Poignée de main entre Emmanuel Nganou Djoumessi et les responsables de l’entreprise CGCOC a Maroua.
Dans l’Extrême-Nord du Cameroun, la dynamique des infrastructures routières franchit une étape décisive. En mission de terrain le 30 mai 2026, le ministre des Travaux publics a évalué l’état d’avancement du chantier de la section Carrefour Bogo–Guirvidig, confiée à l’entreprise chinoise CGCOC, ainsi que les aménagements de voiries dans les villes de Bogo et Maroua.
Sur le corridor principal long de 32,86 km, les travaux affichent une exécution quasi complète. La chaussée est entièrement réalisée, tout comme les 5 km de voiries urbaines à Bogo et les 6,5 km à Maroua. Les ouvrages hydrauliques prévus dans le projet ont également été achevés, un élément déterminant dans une région régulièrement exposée aux risques d’inondation saisonnière.

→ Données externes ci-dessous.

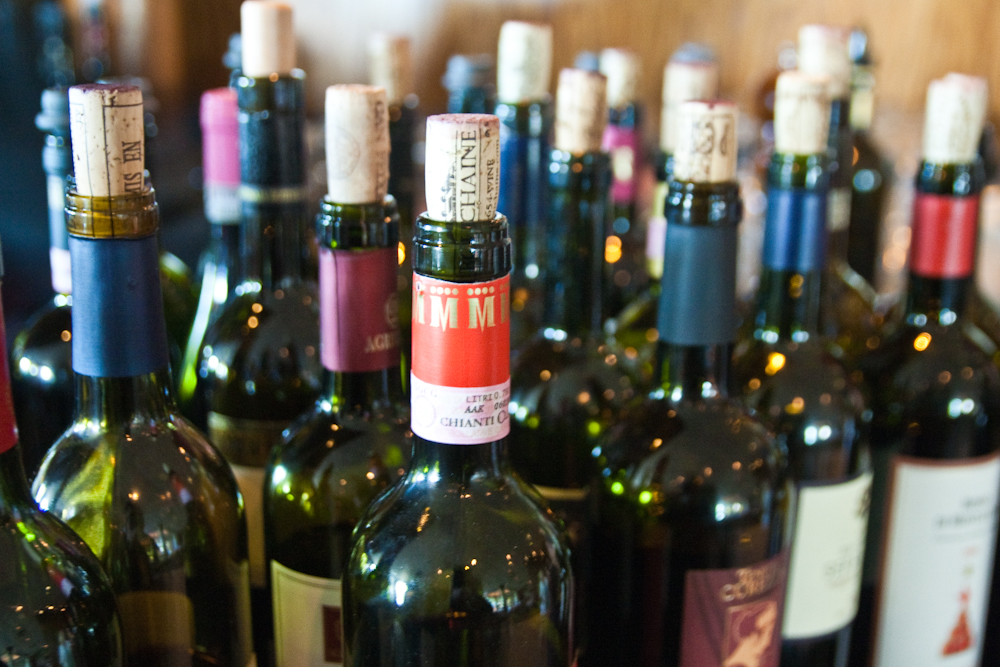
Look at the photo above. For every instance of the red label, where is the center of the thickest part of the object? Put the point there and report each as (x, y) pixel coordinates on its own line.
(359, 310)
(944, 236)
(732, 618)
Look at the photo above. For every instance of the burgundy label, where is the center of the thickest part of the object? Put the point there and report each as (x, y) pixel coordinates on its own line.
(359, 310)
(944, 236)
(732, 618)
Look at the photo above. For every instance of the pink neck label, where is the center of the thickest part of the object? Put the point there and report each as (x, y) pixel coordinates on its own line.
(359, 310)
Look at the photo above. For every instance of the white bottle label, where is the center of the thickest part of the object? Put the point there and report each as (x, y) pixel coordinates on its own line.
(308, 619)
(824, 579)
(937, 562)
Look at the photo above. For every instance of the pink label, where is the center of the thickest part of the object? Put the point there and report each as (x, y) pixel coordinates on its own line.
(359, 310)
(733, 617)
(622, 144)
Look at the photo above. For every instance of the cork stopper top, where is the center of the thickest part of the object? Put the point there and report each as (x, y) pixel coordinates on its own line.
(268, 39)
(953, 121)
(581, 111)
(621, 67)
(801, 113)
(106, 130)
(524, 62)
(823, 49)
(357, 144)
(706, 142)
(462, 167)
(684, 80)
(390, 65)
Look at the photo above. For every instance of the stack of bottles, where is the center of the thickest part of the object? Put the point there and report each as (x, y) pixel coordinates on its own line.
(531, 426)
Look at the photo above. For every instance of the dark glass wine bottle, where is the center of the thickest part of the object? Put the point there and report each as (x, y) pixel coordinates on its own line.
(355, 441)
(142, 487)
(469, 82)
(689, 559)
(458, 563)
(259, 366)
(801, 391)
(935, 397)
(56, 604)
(524, 65)
(218, 266)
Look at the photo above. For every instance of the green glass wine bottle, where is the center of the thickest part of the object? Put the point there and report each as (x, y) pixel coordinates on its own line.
(690, 546)
(356, 440)
(259, 366)
(459, 563)
(795, 383)
(142, 487)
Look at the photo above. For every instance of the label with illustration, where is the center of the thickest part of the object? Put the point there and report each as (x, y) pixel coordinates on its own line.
(937, 561)
(460, 381)
(732, 618)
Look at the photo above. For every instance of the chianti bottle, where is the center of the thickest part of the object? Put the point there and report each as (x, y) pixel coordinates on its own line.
(524, 65)
(458, 563)
(689, 559)
(219, 264)
(355, 441)
(802, 392)
(144, 489)
(936, 411)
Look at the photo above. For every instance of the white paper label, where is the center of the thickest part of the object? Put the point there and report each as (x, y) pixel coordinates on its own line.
(824, 578)
(308, 619)
(940, 536)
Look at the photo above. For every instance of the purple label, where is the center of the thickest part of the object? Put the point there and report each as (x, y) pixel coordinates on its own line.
(732, 618)
(359, 310)
(622, 144)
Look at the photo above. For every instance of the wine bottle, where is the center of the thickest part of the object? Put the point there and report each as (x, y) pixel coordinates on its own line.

Selon les données techniques communiquées lors de la visite, le taux d’avancement physique global du projet atteint environ 80 %, pour une consommation des délais estimée à 96 %. Malgré des contraintes financières liées au non-paiement des décomptes depuis janvier 2025, l’entreprise CGCOC a maintenu un rythme soutenu d’exécution, permettant de préserver la continuité du chantier.
Les travaux restants concernent essentiellement les finitions : assainissement de certains tronçons, mise en place du revêtement final, stabilisation et protection des talus, ainsi que la signalisation horizontale et verticale. Ces interventions devraient permettre la livraison complète de l’infrastructure dans les prochains mois.
Le projet s’inscrit dans le cadre du Programme d’Appui au Secteur des Transports, Phase II, qui vise à désenclaver les zones rurales et à renforcer les liaisons entre les centres économiques de l’Extrême-Nord. Au-delà de la route elle-même, les économies réalisées sur le marché ont permis de financer des travaux complémentaires, notamment des ouvrages de protection contre les inondations et l’extension de certaines voiries secondaires à Bogo.
Pour les autorités, cette infrastructure représente un levier majeur de transformation locale. Elle améliore la circulation des biens et des personnes entre les localités de la région et facilite l’accès aux services sociaux de base. Elle devrait également contribuer à fluidifier les échanges commerciaux dans un espace marqué par une forte activité agro-pastorale.
En saluant la performance de CGCOC, le ministère des Travaux publics a souligné la qualité d’exécution et la résilience de l’entreprise face aux contraintes financières. À terme, la mise en service complète de cette section routière est appelée à renforcer l’intégration territoriale et à soutenir le développement économique dans l’Extrême-Nord.